Notre homme avait 34 ans, célibataire ce qui pour mes petits camarades des RG constituait un indice sérieux soit de pratiques sexuelles déviantes, soit d’une vie de patachon. L’auteur de la fiche le suggérait tout en notant le caractère quasi-monacal du mode de vie de l’intéressé – le vocabulaire utilisé était plus grivois : vit comme un vieux garçon, genre tapette qui s’intéresse aux culottes des gamines – ce qui ne laissait ouverte que la première branche de l’alternative, mais comme la grande maison avait d’autres chats à fouetter que d’aller enquêter dans les alcôves sur ce second couteau, on en restait au stade des soupçons. Beaucoup plus intéressant était la description du parcours professionnel de celui qui pour moi endossait de mieux en mieux ses habits de pigeon. C’était un pur autodidacte : origines modestes, pâtissier dans sa jeunesse, il avait commencé à travailler comme apprenti sitôt son certificat d’études, à 14 ans, puis cours du soir sitôt le travail, ce qui signifiait avec l’étude et les devoirs un coucher autour de minuit pour se lever à 5 heures du matin. Trois années de galère qui le menaient à ses 18 ans dans un obscur emploi au Ministère des Finances puis aux Assurances Sociales. C’était un ambitieux, il souffrait de sa condition. Il voulait s’élever donc il continuait de bucher ce qui lui permettait d’entrer au bureau d’études de la SNECMA comme technicien. Ensuite, comme tous les jeunes français, à 20 ans, il partait pour 24 mois et demi à l’armée. Bizarrement, pour des raisons pas très claires, il ne suivait pas le parcours des OER. À son retour de l’armée, où il semblait avoir passé le plus clair de son temps à bouquiner les grands auteurs de la science économiques, il entrait comme journaliste dans le magazine économique et financier Entreprise. Lorsqu’il rencontrait le futur Ministre alors banquier, en 1965, il avait 27 ans, et il était chef du service économique et financier du magazine.
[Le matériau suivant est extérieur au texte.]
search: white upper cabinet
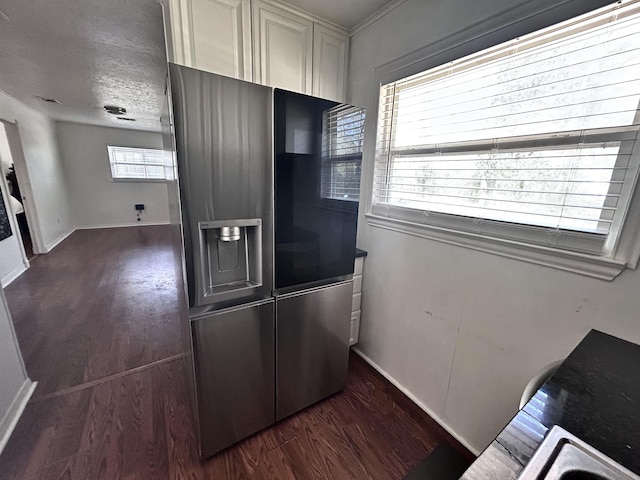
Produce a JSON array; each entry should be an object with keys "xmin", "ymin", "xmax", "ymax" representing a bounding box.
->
[
  {"xmin": 313, "ymin": 24, "xmax": 349, "ymax": 101},
  {"xmin": 253, "ymin": 0, "xmax": 313, "ymax": 95},
  {"xmin": 159, "ymin": 0, "xmax": 349, "ymax": 102},
  {"xmin": 165, "ymin": 0, "xmax": 253, "ymax": 81}
]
Notre première rencontre, dans le bureau du Ministre, purement fortuite, j’y entrais, il allait en sortir, accentua le portrait du méritocrate bâti de bric et de broc. Le son enjoué de la voix du Ministre, lorsqu’il me salua, provoqua sur son visage, qui se voulait impassible, une légère crispation. À la seconde même il se découvrait un rival, jeune, décontracté, s’adressant d’égal à égal à son idole. Celle-ci, non dépourvue de cruauté à son égard, me présenta comme la meilleure plume du Tout Paris politique, en ponctuant son compliment d’un « il me change de toute cette bande de tête d’œufs prétentieux et des minables qui me font la cour » qui dut lui labourer le cœur. Qu’un va-nu-pieds comme moi, puisse conquérir les faveurs de son Ministre avec un bagage aussi léger relevait de la pure injustice. Je pressentais que, sous ses airs d’humble chanoine se cachait la flamme d’un Savonarole. Impression confirmée dans le livre qu’il écrira pour se justifier « car je suis de ceux qui pensent que sur le plan moral, l’homme détendu est un homme relâché, et qu’un homme relâché est un homme perdu. » Aucun doute n’étais permis, j’étais un beau spécimen d’homme relâché et il ne pouvait que craindre mon ascendant naturel sur son Ministre. Son beau parcours du fournil aux ors de la République en passant par le parfum entêtant de la gestion de fortune dans une banque réputée, qui le mettait « sur un pied d’égalité avec des polytechniciens et des hauts fonctionnaires… » ne lui suffisait pas. Pour apaiser sa souffrance et étancher son incommensurable orgueil il lui fallait s’élever au-dessus du commun, devenir l’Archange Gabriel.